Sono circa 115’000 le persone in carcere accusate di aver partecipato al genocidio. Divise nei cachots comunali, piccoli locali adibiti a carceri e nelle prigioni centrali 82’000 circa. Qui le persone, molte da anni, attendono un giudizio, una decisione sul loro caso. Troviamo persone imprigionate solo con l’accusa di essere stati visti partecipare al genocidio. A volte le persone, sono arrestate per salvaguardare la loro stessa incolumità. Infatti nel villaggio dove vivono e dove sono stati accusati, possono essere perseguitati. Dell’accompagnamento a queste persone la Caritas Italiana sta svolgendo un lavoro prezioso e alcune Caritas diocesane ruandesi si occupano di fornire il cibo direttamente ai carcerati. Non dobbiamo pensare infatti alle condizioni delle prigioni da noi, ma ad affollamenti di persone in stabili che assomigliano più a pollai tanto è alta la concentrazione di persone per metro quadrato, 3-4 di media. Un esempio. La domenica abbiamo partecipato alla Messa nel carcere di Gikondo a Kigali di circa 7000 persone, dove nel piazzale interno erano presenti per la celebrazione 2/3000 persone. Coloro che non vi partecipavano erano letteralmente appollaiati su telai di legno (proprio come quelli delle galline) all’interno degli stabili. Questo dà una minima idea delle condizioni in cui si vive, dunque dal problema fisico a quello sanitario a quello alimentare.


Il futuro

Le conseguenze del genocidio, la situazione economica che non cresce, ultimamente qualcuno parla del rilancio del turismo con visite alle foreste dove si possono vedere i gorilla rimasti, il problema della sopravvivenza quotidiana, quello sanitario, gli uomini in carcere da anni, forza lavoro che manca alla nazione e la mancanza d’investimenti esteri fanno, attualmente, del Ruanda una nazione che marcia sul posto, dove solo l’aeroporto di Kigali è un polo d’attrazione per spostamenti, di persone e di cose nelle nazioni dei Grandi laghi, più attrattive dal profilo investimento-profitto.

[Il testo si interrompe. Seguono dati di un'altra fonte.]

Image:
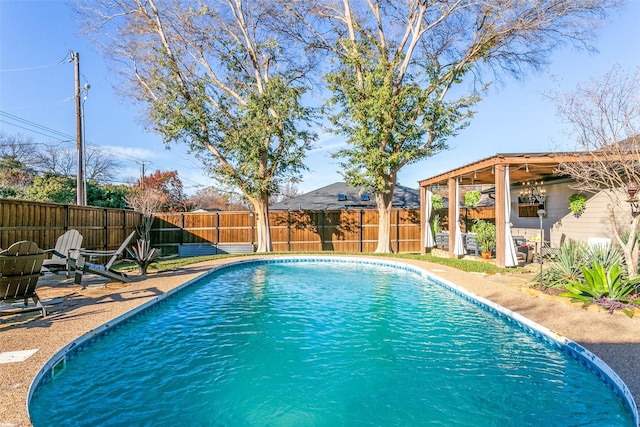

Dobbiamo dunque anche interrogarci sul nostro ruolo, quello di organizzazione interpellata per sostenere dei progetti, se qui come altrove, questo possa essere un motivo per aumentare una "dipendenza" dall’estero, abituando dunque le persone ad attendere qualcosa da qualcuno, dunque quell’assistenzialismo che limita l’iniziativa personale. È quanto è emerso anche durante gli incontri con gli allievi delle scuole visitate, dove la richiesta di aiuto è pressante. D’altro lato in un paese, come altri, in condizioni difficili la reazione normale è quella del povero che chiede al ricco, co-responsabile della situazione del paese, di venirgli a sostegno. La nostra responsabilità è quella di una presa di coscienza delle diverse situazioni e di valutare attentamente le richieste che ci sono sottoposte alfine che queste non arrechino un danno maggiore di quello che si vuole limitare.